- Born: Manhattan, NYC
- Occupation(s): Technology executive, software product development expert
- Known for: Leading AI-driven technology initiatives
- Spouse: Sheri Wetherell
- Children: Emery Bouic Wetherell Dorfman

= Barnaby Dorfman =

American businessman

Barnaby Dorfman is an American businessman and has been a CTO in Residence at private equity firm Mainsail Partners since 2024.
He was Chief Technology Officer of Go1.com and PayScale. He was the founder and former CEO of Foodista. His previous employment includes a role as chief product officer at kyte.tv, and executive positions at Peerflix.com and Vice President of Amazon's A9.com.

==Early years==
Born in New York, New York, he is the grandson of American biochemist Ralph Dorfman. Barnaby Dorfman attended the Putney School in Vermont, where he later became a Board of Trustees member. After graduating from the Putney School in 1986, Dorfman attended the Universidad Complutense de Madrid in Madrid, Spain, where in 1987 he obtained a Diploma de Estudios Hispanicos.

In 1988, he attended San Francisco State University, where in 1991 he graduated magna cum laude with a Bachelor of Science in International Business. Through a portion of his college years, Dorfman spent time in Mexico, attending a semester of Mexican Literature/History/Philosophy and a semester of Mexican Accounting/Finance/Human Resources.

Dorfman attended The Amos Tuck School at Dartmouth College in New Hampshire. After two years of attendance, in 1997 Dorfman graduated with a Masters of Business Administration.

==Career==
Barnaby began his career in 1990 working for the US Department of Commerce’s Commercial Service as an International Trade Assistant. His work there included developing, forecasting, and monitoring a $3.5 million annual operating budget. He also assisted US technology companies in identifying and entering international markets. In 1993, Dorfman managed and co-owned Marsee Baking where he was responsible for profit and loss for all aspects of the Portland bakery. In 1995, Dorfman worked for such companies as Microsoft/MSN and Renaissance Worldwide before heading over to Amazon.com in 1999.

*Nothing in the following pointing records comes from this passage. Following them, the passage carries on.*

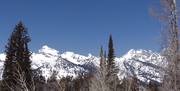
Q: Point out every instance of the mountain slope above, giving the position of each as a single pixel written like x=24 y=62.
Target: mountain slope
x=145 y=64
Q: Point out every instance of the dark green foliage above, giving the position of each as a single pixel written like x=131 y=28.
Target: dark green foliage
x=39 y=82
x=153 y=86
x=17 y=53
x=111 y=66
x=111 y=55
x=134 y=83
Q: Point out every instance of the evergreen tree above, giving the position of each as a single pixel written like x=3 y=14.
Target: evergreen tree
x=111 y=55
x=111 y=66
x=17 y=54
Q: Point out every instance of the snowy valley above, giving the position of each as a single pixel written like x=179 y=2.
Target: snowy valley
x=145 y=64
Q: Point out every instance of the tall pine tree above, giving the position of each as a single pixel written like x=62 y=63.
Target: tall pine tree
x=17 y=54
x=111 y=66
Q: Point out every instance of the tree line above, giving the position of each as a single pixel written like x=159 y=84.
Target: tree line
x=18 y=75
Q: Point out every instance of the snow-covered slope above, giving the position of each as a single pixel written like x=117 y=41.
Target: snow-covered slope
x=141 y=62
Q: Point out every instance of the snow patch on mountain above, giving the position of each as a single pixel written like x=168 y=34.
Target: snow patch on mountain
x=145 y=64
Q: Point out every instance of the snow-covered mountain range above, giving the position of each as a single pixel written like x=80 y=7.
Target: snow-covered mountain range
x=145 y=64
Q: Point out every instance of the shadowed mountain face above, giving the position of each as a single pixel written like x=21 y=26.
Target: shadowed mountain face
x=145 y=64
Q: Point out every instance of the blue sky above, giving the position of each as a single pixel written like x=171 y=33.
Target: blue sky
x=81 y=26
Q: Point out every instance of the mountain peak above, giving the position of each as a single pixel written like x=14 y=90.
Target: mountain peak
x=45 y=47
x=47 y=50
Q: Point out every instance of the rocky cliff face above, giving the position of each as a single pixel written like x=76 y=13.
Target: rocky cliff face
x=145 y=64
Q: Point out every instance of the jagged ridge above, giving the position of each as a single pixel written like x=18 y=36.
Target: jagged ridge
x=145 y=64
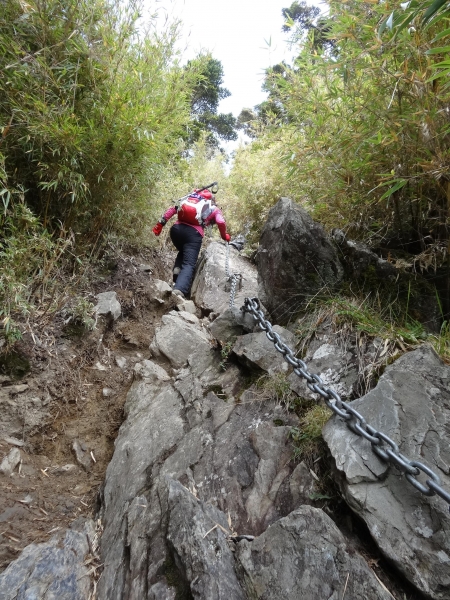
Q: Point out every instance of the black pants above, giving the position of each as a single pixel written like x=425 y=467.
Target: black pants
x=188 y=242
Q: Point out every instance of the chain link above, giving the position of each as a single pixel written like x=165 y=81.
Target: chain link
x=382 y=445
x=234 y=278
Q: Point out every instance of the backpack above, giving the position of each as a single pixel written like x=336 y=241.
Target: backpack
x=194 y=210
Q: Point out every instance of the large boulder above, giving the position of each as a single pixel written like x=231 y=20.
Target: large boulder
x=305 y=556
x=211 y=286
x=54 y=570
x=411 y=405
x=372 y=272
x=295 y=261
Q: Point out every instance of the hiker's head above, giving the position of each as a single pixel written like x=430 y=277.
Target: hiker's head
x=206 y=194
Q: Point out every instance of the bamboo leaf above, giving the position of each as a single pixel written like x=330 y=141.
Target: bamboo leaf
x=440 y=50
x=433 y=9
x=397 y=186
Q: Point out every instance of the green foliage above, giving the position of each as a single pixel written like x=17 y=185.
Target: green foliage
x=255 y=183
x=206 y=95
x=307 y=437
x=91 y=110
x=362 y=137
x=275 y=387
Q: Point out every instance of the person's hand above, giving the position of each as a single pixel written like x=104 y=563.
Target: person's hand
x=157 y=228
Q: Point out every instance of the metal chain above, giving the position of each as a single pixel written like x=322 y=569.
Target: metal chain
x=234 y=278
x=383 y=446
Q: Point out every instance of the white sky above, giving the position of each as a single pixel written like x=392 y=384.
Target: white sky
x=236 y=32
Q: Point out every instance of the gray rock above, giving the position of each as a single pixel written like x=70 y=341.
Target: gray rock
x=177 y=339
x=231 y=323
x=411 y=404
x=54 y=570
x=10 y=462
x=295 y=261
x=256 y=350
x=161 y=591
x=336 y=366
x=211 y=288
x=108 y=305
x=159 y=291
x=366 y=267
x=197 y=533
x=305 y=556
x=153 y=427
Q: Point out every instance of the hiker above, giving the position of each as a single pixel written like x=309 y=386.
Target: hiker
x=194 y=212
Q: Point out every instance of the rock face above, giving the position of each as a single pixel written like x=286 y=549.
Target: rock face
x=295 y=261
x=373 y=272
x=411 y=404
x=202 y=498
x=200 y=461
x=54 y=570
x=305 y=556
x=211 y=288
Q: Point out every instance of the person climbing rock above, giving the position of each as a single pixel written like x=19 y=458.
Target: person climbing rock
x=194 y=212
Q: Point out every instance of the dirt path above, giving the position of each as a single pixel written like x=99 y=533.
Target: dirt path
x=64 y=413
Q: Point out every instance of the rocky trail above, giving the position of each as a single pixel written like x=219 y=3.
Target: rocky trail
x=147 y=461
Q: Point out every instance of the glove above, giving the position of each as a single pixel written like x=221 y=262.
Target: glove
x=157 y=228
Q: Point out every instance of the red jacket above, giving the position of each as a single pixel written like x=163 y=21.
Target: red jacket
x=215 y=217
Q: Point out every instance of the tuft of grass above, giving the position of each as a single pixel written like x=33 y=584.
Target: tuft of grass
x=307 y=437
x=275 y=387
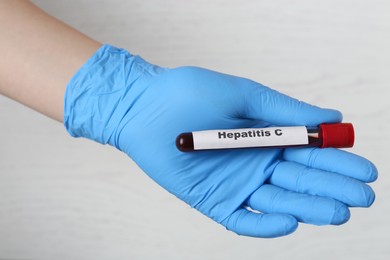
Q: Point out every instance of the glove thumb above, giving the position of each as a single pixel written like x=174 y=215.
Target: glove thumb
x=266 y=104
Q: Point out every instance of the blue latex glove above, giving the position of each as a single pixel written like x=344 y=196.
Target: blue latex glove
x=139 y=108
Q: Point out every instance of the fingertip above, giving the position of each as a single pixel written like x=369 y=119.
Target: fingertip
x=371 y=172
x=247 y=223
x=341 y=214
x=369 y=196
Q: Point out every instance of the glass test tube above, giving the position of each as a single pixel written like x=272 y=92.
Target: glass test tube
x=339 y=135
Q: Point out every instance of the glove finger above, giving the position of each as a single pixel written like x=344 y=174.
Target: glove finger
x=276 y=108
x=305 y=208
x=334 y=160
x=303 y=179
x=248 y=223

In his 7 years working for Amazon.com, Dorfman held several positions. He was Vice President for A9.com. He managed business development and marketing for A9.com as well as building and leading a team to develop and launch a local directory search service. As Vice President, he also invented Block View, utilizing digital cameras, GPS, and proprietary software and hardware that capture and display more than 35 million images of local businesses efficiently. Prior to becoming Vice President, he was also a General Manager for Bibliofind.com, an Exchange.com website, Group Product Manager for Amazon Marketplace and for Internet Movie Database (IMDb) and created IMDbPro.com, Director for IMDb services and Director of Product Development for Amazon.com. Dorfman remained employed with Amazon.com until 2006.

In 2006, Dorfman came to Peerflix where he held the Chief Product Officer position managing ongoing development of the Peerflix DVD trading platform and creating community features to increase sharing and content generation. In August 2007, kyte.tv announced that Barnaby Dorfman would be joining their team as Chief Product Officer.

In 2008, Dorfman co-founded Foodista, Inc, as CEO. In April 2009, the company reorganized as Foodista, Inc. and announced closing an early stage investment round led by Amazon.com.

In January 2025, Dorfman was appointed Chairman of the AI Advisory Board at Boostlingo, a company focused on language access technology.

==Other pursuits==
Dorfman was executive producer of the film Police Beat, which received a nomination for the Grand Jury Prize at the 2005 Sundance Film Festival.

In 2024, he partnered with Jon Kiehnau and Ben Frey to purchase Don and Joe's Meats, a butcher shop that has operated for over 100 years in Seattle’s historic Pike Place Market.